Based on further testing, the lab’s technicians concluded that the victim was a non-secretor, one of a small percentage of people who did not secrete blood type antigens into their bodily fluids. Therefore, she could not be the source of the antigens detected in the biological material. The state did not submit the report into evidence and objected when Mack’s attorney moved to present expert testimony on the results, claiming a lack of foundation for the testimony.
Justice Duncan McNab allowed the testimony by Dr. Alexander Wiener, with the Office of Chief Medical Examiner in New York City. Although DNA testing was not available at the time of the trial, Wiener testified that Mack’s blood type was excluded from the biological material.
In rebuttal, a forensic scientist from Westchester County testified incorrectly that a person could be a secretor for some bodily fluids but not others, giving the impression that the victim could have been the source of the biological evidence.
The jury convicted Mack on all charges on March 29, 1976, and he was sentenced to 7½ to 15 years in prison. His conviction was affirmed on appeal in 1977, and Mack later filed two motions for new trials, both in 1980, which were denied.
Mack was released on parole on December 13, 1982. He later moved to South Carolina.
In 2019, Mack contacted the Innocence Project and asked for the organization’s assistance. It accepted his case in May 2022 and six months later asked the Westchester County District Attorney’s Conviction Review Unit (CRU) to review Mack’s claim of innocence.
The CRU’s investigation found that the eyewitness identifications were “tainted by problematic and suggestive procedures used by the police.”
Separately, the CRU located the victim’s underwear and Mack’s underwear. The Westchester County Department of Laboratories and Research tested this evidence and excluded Mack as the source of the DNA on the victim’s underwear. The DNA evidence was then uploaded to the state and local DNA database.
The search yielded a hit on a man who was convicted of a burglary and rape in Queens that occurred weeks after this crime. He also had a 2004 conviction for burglary and sexual assault of a woman in Westchester County. An investigator with the district attorney’s office interviewed the man, who confessed to committing the Greenburgh rape. Because of the statute of limitations, he could not be prosecuted for that crime.
On August 31, 2023, District Attorney Miriam Rocah filed a motion asking a judge to vacate Mack’s convictions.

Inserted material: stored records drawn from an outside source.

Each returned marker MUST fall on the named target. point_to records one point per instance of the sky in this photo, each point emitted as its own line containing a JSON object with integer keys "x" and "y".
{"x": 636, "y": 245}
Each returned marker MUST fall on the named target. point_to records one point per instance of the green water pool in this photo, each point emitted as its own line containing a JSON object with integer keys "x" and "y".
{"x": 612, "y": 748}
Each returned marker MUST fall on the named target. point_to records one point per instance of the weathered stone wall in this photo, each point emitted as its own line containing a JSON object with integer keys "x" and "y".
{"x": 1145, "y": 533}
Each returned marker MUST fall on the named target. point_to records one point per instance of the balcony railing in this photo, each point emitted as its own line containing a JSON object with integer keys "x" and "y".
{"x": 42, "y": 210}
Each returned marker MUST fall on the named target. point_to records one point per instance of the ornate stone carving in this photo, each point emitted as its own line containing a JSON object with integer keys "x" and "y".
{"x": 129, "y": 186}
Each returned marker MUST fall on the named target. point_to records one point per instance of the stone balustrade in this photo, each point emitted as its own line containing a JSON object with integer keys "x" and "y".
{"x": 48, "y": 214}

“We were able to prove Mr. Mack’s innocence, in large part, due to our independent Conviction Review Unit’s commitment and Mr. Mack’s unwavering strength fighting to clear his name for almost 50 years,” Rocah said.

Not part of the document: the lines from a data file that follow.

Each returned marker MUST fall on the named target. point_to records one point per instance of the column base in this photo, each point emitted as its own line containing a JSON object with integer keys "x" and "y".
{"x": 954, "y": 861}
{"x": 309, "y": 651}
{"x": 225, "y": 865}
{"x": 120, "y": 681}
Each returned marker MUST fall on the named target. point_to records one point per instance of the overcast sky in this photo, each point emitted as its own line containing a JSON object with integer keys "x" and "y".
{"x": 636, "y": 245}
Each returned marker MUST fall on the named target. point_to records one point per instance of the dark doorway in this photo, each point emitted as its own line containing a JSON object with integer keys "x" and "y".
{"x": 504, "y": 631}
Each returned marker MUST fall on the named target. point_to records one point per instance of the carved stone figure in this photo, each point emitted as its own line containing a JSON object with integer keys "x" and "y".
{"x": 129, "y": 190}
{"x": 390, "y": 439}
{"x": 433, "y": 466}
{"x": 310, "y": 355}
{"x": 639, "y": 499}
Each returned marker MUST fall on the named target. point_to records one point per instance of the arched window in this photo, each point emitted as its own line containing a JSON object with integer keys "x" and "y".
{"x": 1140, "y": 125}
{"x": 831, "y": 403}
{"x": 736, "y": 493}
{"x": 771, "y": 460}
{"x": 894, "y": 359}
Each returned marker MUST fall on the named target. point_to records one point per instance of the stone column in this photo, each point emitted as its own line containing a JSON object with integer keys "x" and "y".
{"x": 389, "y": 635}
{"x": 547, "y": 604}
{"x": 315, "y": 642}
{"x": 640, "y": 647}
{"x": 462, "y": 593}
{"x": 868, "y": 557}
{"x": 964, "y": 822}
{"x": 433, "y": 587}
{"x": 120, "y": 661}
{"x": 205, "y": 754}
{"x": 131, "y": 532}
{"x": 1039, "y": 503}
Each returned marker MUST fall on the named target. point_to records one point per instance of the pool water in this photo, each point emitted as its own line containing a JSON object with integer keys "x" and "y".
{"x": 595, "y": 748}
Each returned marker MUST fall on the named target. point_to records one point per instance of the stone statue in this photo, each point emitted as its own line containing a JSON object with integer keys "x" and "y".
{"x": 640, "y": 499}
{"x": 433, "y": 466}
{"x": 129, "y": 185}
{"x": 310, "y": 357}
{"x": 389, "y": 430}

The duration of Mack’s wrongful conviction, more than 48 years, is the longest in U.S. history to be overturned by DNA evidence.
On September 5, 2023, Justice Anne Minihan vacated Mack’s convictions and dismissed his charges. She came off the bench to shake Mack’s hand and give him a hug.

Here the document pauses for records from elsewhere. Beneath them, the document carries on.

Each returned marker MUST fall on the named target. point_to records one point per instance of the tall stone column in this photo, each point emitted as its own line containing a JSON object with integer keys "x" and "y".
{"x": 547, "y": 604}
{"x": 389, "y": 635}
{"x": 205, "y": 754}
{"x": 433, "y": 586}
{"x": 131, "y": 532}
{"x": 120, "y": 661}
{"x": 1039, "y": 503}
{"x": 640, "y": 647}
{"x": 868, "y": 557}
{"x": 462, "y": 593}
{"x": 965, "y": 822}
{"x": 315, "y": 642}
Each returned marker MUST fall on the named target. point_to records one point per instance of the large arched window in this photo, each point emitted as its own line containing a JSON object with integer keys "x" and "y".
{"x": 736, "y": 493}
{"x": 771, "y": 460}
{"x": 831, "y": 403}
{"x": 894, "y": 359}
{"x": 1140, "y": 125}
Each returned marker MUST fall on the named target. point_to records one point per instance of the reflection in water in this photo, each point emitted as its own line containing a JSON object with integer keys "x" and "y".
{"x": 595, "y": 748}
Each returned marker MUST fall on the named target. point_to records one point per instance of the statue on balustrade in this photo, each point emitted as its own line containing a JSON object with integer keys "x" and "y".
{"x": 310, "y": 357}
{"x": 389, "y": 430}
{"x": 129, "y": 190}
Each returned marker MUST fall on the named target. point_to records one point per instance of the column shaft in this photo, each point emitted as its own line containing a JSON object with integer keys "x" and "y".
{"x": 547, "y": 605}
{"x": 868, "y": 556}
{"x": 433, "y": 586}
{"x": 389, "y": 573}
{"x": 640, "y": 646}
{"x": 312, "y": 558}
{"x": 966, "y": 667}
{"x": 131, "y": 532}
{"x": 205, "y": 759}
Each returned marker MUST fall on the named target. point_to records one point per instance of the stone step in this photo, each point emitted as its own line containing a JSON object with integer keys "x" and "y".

“While this is in many respects a joyful day, none of us lose sight of the fact that this is a rainbow at the end of a terrible storm,” Justice Minihan said.
Susan Friedman, one of Mack’s attorneys with the Innocence Project, said: “Mr. Mack has lived with the stigma of this wrongful conviction for nearly five decades. His courage and determination are why we now have indisputable scientific evidence that proves he is innocent.” She said his case had many of the hallmarks of a wrongful conviction, including witness misidentifications and tunnel vision by investigators.
“For 48 years, 48 long years, I walked around society being labeled a rapist when I knew I didn’t do it,” Mack said. “But I never gave up hope. It kept me going. Now that this day is here, I just thank God. I thank God that finally the truth came out. Now I can truly say that I’m free. Not when I got out of Sing Sing, but when I walk out of here today. After 48 years. I’m walking out a free man.”
Mack filed a claim for compensation from the state of New York in February 2024.